Türkiye’nin makro göstergelerindeki bozulmalar, uluslararası kurumların analizlerinde de kendine yer buldu. Uluslararası Para Fonu’nun (IMF) son açıklanan Küresel Ekonomik Görünüm ve Küresel Finansal İstikrar Raporu’nda, Türkiye’nin 2022 büyümesi yüzde 3,3’ten yüzde 2,7’ye revize edilirken, 2022 yılının tamamında cari açığın 45 milyar dolar seviyesine ulaşacağı tahmin edildi. IMF’e göre, yılsonu enflasyonu ise yüzde 52,4 olarak öngörüldü.

“Tarihin en yüksek cari açıklarından biri”

Ekonomist Cüneyt Akman’a göre, yüksek kurun ihracatta yarattığı avantajlar, çok kısa sürede yerini olumsuzluklara bırakmış durumda.

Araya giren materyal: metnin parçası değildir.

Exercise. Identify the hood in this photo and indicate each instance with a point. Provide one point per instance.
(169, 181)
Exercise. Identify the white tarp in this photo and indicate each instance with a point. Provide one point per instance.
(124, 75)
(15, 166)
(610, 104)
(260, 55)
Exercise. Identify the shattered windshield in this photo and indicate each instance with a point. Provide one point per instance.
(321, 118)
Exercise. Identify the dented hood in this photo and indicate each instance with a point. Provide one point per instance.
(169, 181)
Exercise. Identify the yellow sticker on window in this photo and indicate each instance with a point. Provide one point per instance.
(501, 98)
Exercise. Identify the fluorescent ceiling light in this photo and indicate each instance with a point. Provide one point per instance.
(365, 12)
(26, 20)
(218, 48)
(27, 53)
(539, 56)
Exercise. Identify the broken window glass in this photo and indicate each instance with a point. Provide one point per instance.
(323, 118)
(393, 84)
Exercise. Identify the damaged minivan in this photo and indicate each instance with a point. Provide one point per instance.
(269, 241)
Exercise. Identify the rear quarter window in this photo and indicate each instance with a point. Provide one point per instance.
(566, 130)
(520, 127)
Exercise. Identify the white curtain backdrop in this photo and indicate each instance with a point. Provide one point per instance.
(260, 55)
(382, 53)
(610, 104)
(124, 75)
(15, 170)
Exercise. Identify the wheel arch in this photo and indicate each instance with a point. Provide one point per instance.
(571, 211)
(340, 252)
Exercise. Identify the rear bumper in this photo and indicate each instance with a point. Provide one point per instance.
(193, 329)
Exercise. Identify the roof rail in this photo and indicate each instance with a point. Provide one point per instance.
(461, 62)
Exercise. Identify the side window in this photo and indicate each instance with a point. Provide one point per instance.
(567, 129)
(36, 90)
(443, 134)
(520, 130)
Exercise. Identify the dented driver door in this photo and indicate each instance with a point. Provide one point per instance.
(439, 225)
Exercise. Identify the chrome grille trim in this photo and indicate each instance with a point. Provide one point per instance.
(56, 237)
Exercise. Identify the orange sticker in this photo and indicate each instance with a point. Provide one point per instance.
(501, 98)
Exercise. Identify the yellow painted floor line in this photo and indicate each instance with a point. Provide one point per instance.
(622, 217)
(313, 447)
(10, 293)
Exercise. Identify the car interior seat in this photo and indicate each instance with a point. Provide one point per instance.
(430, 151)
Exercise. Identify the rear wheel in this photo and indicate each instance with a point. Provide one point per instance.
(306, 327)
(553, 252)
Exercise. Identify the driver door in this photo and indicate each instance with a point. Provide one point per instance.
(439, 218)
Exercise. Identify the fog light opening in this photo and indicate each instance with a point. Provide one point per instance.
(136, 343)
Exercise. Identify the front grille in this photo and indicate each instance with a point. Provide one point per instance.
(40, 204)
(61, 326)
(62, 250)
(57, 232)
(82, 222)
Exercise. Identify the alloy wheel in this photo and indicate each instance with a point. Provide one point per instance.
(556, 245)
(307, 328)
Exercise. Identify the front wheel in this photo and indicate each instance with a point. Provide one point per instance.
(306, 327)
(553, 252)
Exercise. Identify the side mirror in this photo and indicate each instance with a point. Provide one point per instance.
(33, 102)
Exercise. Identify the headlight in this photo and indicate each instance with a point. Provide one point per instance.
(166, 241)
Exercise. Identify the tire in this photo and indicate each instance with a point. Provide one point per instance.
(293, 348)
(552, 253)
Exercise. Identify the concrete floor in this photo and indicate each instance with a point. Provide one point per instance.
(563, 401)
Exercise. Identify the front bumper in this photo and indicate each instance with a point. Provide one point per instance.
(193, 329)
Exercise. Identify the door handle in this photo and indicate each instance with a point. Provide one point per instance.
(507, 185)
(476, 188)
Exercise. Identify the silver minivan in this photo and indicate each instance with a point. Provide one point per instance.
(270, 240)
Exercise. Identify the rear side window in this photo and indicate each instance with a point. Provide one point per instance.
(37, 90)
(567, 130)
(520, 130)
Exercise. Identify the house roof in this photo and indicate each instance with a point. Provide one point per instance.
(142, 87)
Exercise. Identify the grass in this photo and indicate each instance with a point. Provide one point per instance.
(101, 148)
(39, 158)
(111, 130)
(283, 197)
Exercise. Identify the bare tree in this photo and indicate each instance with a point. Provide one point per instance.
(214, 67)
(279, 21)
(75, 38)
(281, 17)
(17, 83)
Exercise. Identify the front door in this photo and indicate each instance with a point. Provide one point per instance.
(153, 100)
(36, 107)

Akman, “Ocak-Şubat’ta iki ay içinde 12 milyar doların üzerinde cari açık verdik ve bu tarihin en yüksek cari açıklarından birisi” diyor. Döviz kurlarındaki yükselişin ilk zamanlarda ihracatçıya sağladığı avantajın dezavantaja dönmeye başladığına işaret eden Akman, “İhracatçıların bile çoğu bu modelden memnun değil” diye konuşuyor.

Türkiye’de pandemi etkisi ile geçen son iki yıla göre ihracat artışının devam edeceği öngörülse de, 2022’de cari açığın ihracat hızını gölgede bırakması bekleniyor.

“Şu anki enflasyonu arar hale gelebiliriz”

Peki Türkiye’nin dış ticaret dengesinde yaşanan bozulma, vatandaşı nasıl etkileyecek?

Türkiye’de geçmişte döviz sıkıntısı nedeniyle 70 cent’e muhtaç kalınan dönemler yaşandığına işaret eden Cüneyt Akman, şu görüşlerini dile getiriyor: “Umarım bu felaketli deneyin sonucu yine 70 cent’lere muhtaç kalmakla bitmez. Ama gidişat o tarafa doğru. Bunun sonucu şu: Birincisi piyasalarda muazzam bir kıtlık, kuyruklar ve arkasından şiddetli ama şu anda olan enflasyonun mislini, bunu arayacak şekilde enflasyon, hayat pahalılığı anlamına gelir.”